EKBIS.CO, PARIS -- Lebih dari seperempat pekerjaan di Organisasi untuk Kerja Sama dan Pembangunan Ekonomi (OECD) mengandalkan keterampilan yang dapat dengan mudah diotomatisasi dalam revolusi kecerdasan buatan yang akan datang. Para pekerja khawatir mereka akan kehilangan pekerjaan karena AI, kata OECD pada hari Selasa (11/7/2023).
OECD adalah blok beranggotakan 38 negara yang mencakup sebagian besar negara kaya tetapi juga beberapa negara berkembang seperti Meksiko dan Estonia. Ada sedikit bukti munculnya AI memiliki dampak signifikan pada pekerjaan sejauh ini, tapi itu mungkin karena revolusi masih dalam tahap awal, kata OECD.
Pekerjaan dengan risiko otomatisasi tertinggi mencapai 27 persen dari angkatan kerja rata-rata di negara-negara OECD. Negara-negara Eropa timur paling terpapar, kata organisasi yang berbasis di Paris itu dalam Prospek Ketenagakerjaan 2023.
Pekerjaan dengan risiko tertinggi didefinisikan sebagai pekerjaan yang menggunakan lebih dari 25 dari 100 keterampilan dan kemampuan yang menurut pakar AI dapat diotomatisasi dengan mudah.

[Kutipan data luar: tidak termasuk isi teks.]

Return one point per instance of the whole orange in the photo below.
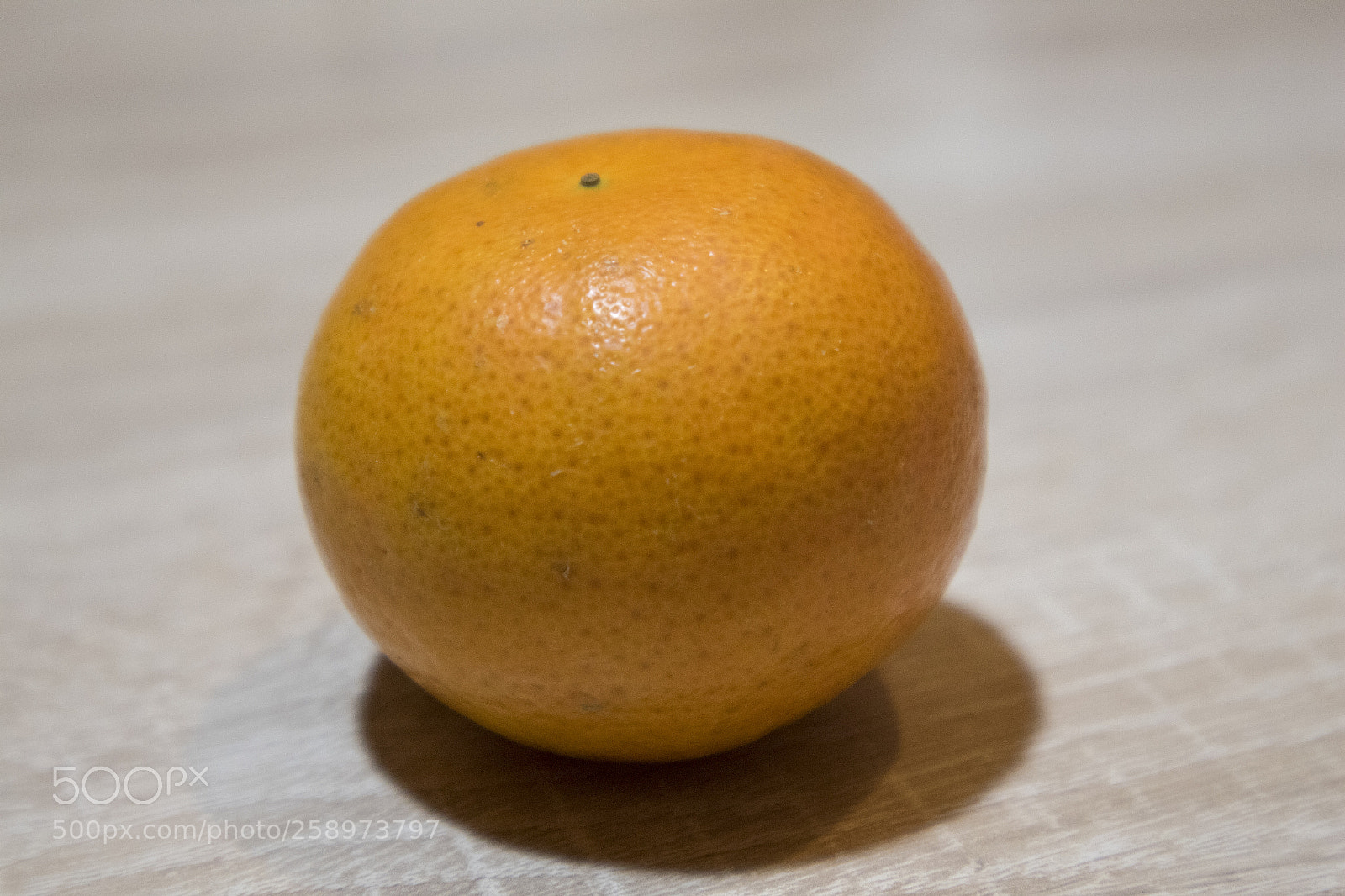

Sementara itu, tiga dari lima pekerja khawatir mereka akan kehilangan pekerjaan karena AI selama 10 tahun ke depan, OECD menemukan dalam survei tahun lalu.
Survei mencakup 5.300 pekerja di 2.000 perusahaan yang mencakup manufaktur dan keuangan di tujuh negara OECD.' Survei dilakukan sebelum ledakan kemunculan AI generatif seperti ChatGPT.
Terlepas dari kecemasan atas munculnya AI, dua pertiga pekerja yang sudah bekerja dengannya mengatakan bahwa otomatisasi telah membuat pekerjaan mereka tidak terlalu berbahaya atau membosankan. "Bagaimana AI pada akhirnya akan berdampak pada pekerja di tempat kerja dan apakah manfaatnya akan lebih besar daripada risikonya, akan bergantung pada tindakan kebijakan yang kami ambil," kata Sekretaris Jenderal OECD Mathias Cormann dalam konferensi pers.
“Pemerintah harus membantu para pekerja untuk bersiap menghadapi perubahan dan memanfaatkan peluang yang akan dihasilkan oleh AI,” lanjutnya.
Upah minimum dan perundingan bersama dapat membantu meringankan tekanan AI terhadap upah sementara pemerintah dan regulator perlu memastikan hak-hak pekerja tidak dikompromikan, kata OECD.